Thread: Normal to plane.

I know the plane equation 0.00023x - 0.00018y + 0.00032z + 1 = 0
I need to calculate the angle between the normal of this plane and horizontal (x-y plane).
Please help me to calculate that.
Could you suggest any tutorials about this

Hi, swee.

You could write the equation of your plane as

0.00023x-0.00018y+0.00032z=-1

This is now in the form ax+by+cz=d. The reason this is helpful is because a normal to the plane written in this form is <a,b,c>. So, you could take your normal vector to be <0.00023, -0.00018, 0.00032>, but the decimals are a bit annoying. So we can scale up by a factor of 10^5 to get the vector <23, -18, 32> that's still normal to the plane and will have the same angle with the xy-plane as <0.00023, -0.00018, 0.00032>, because <23, -18, 32> is parallel to <0.00023, -0.00018, 0.00032>.

Does this help you get started? Good luck!

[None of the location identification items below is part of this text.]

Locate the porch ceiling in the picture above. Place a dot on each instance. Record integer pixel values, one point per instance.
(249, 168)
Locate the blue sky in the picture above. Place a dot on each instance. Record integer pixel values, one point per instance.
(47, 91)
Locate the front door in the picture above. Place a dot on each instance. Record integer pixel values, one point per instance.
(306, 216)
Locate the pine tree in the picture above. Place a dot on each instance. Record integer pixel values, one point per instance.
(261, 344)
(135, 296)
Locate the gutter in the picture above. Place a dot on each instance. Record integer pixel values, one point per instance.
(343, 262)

thanks a lot. Now i understood how to get normal to plane. could you please help me in calculating angles between this normal vector <23, -18, 32> and horizontal ?

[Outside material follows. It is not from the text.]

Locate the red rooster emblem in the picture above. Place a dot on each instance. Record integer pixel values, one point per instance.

angle can be calculated by getting dot product. but how can we represent horizontal (x-y plane) in vector form?

is it ok if i represent horizontal vector as <0,0, 1> and get dot product to both vectors

Well, you don't want to use <0,0,1> as your horizontal vector, because <0,0,1> is a unit vector in the vertical direction.

Your idea to use the dot product is a good one. What we want to do is determine the projection of <23, -18, 32> onto the xy-plane and take a dot product with this projection. If we write

<23, -18, 32> = <23, -18, 0> + <0, 0, 32>

we see that the projection onto the xy-plane is <23, -18, 0>.

Does this approach make sense? Good luck!